You will find very few Oregonians who have heard of section 179 expensing. It is literally buried in section 179 of the IRS tax code.
But if the 2011 Legislature ends up being what many of us have predicted – the most important and courageous legislative assembly in many decades – folks should remember section 179 expensing.
Why do we care?
Because today, in passing a minority report that connected Oregon’s tax code with the federal tax code, 41 out of 60 members of the Oregon House made a statement that this legislature will be different. The majority report that came out of the House Revenue Committee connected Oregon to most of the federal tax code but left out two tax incentives to stimulate private sector job growth: section 179 expensing and bonus depreciation.
Conventional wisdom in Salem is that minority reports never pass and they certainly never become law. Well, this minority report is on its way to the Senate where a vote will happen today and then Governor Kitzhaber stands ready to sign the bill in its current form, fully connecting Oregon to the federal tax code as of January 1, 2011.

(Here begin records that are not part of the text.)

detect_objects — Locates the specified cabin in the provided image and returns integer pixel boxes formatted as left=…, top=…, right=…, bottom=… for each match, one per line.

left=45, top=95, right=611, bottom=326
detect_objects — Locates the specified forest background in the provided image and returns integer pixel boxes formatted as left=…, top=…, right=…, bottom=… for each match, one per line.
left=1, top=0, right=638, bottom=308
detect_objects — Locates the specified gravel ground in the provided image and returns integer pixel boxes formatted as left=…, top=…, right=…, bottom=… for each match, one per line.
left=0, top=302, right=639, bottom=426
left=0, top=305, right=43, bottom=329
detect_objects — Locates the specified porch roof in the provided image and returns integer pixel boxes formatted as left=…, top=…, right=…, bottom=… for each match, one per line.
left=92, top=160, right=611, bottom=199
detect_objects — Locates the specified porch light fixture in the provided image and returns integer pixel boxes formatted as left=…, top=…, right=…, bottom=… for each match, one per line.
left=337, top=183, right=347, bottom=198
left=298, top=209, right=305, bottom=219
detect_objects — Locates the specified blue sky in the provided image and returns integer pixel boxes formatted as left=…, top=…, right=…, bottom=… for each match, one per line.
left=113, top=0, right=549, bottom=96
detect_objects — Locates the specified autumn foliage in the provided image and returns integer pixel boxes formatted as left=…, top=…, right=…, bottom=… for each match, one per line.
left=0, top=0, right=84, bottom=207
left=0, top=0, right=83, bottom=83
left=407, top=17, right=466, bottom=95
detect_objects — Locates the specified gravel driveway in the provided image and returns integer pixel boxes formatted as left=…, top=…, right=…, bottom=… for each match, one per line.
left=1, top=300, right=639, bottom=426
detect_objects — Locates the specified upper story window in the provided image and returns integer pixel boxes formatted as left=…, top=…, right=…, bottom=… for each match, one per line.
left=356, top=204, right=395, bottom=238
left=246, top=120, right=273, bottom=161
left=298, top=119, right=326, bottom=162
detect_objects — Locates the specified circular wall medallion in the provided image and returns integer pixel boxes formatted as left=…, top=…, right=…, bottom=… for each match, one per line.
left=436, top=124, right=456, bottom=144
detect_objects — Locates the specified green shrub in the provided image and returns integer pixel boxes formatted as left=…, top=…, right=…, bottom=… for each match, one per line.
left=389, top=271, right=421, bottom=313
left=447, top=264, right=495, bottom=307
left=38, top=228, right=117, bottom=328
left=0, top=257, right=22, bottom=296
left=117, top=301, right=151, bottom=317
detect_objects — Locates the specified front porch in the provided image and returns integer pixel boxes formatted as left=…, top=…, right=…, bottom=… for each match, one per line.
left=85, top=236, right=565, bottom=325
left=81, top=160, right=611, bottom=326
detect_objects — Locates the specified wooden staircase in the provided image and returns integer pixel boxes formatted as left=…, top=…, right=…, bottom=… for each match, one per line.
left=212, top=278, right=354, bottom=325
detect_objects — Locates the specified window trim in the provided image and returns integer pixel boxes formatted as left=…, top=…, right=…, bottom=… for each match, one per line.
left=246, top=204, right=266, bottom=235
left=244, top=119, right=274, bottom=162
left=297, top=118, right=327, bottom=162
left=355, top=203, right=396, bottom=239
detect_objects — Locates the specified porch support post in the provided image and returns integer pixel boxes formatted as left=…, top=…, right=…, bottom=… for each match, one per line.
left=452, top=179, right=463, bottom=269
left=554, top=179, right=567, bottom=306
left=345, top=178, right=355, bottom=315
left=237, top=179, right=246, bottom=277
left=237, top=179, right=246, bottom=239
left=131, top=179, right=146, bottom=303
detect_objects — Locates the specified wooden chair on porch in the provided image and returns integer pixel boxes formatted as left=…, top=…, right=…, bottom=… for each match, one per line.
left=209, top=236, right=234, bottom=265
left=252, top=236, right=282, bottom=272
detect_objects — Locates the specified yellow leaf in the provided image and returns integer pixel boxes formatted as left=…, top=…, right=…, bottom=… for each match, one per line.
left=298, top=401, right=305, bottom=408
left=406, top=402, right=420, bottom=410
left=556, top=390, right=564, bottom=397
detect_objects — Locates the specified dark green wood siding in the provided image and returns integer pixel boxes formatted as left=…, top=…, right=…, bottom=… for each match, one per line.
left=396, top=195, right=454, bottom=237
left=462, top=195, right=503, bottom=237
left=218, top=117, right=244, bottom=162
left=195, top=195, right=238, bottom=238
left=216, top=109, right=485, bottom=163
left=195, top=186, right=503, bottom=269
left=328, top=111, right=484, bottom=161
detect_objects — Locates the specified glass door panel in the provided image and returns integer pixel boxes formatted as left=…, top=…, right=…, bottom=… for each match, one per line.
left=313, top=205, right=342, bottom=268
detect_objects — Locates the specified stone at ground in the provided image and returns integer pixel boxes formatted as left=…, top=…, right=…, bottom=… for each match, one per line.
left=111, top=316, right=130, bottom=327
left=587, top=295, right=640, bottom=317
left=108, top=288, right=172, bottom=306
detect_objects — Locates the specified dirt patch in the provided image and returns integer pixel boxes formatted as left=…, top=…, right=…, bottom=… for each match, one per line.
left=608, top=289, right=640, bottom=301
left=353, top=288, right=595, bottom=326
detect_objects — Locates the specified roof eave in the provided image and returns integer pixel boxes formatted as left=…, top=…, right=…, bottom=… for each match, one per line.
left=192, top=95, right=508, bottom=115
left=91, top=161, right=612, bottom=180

If we are going to reset Oregon’s budget, the old rules of political engagement will not do. It will not be easy for legislators to vote to stop our overspending on corrections; it will not be easy to craft a balanced stability package that can both pass with super-majorities in the legislature and pass at the ballot box; and, it is not normal for a governor to sign the first important bill of a legislative session which comes in the form of a minority report. In fact, it has never happened.
This could be harbinger of big things to come. As we watch the discord in Wisconsin and the budgetary standoff in the nation’s capitol, we see that setting the right tone matters. Yesterday’s progress occurred because Democrats joined with Republicans. Tomorrow, or some day soon, perhaps we’ll see Republicans join with Democrats. Whatever the combination, we are encouraged by the new tone that emerged yesterday in Salem and we look forward to continuing our work with legislators to tackle the big challenges before us.
They can have their Wisconsin cheddar….we’ll take Tillamook cheese and a new tone in Salem.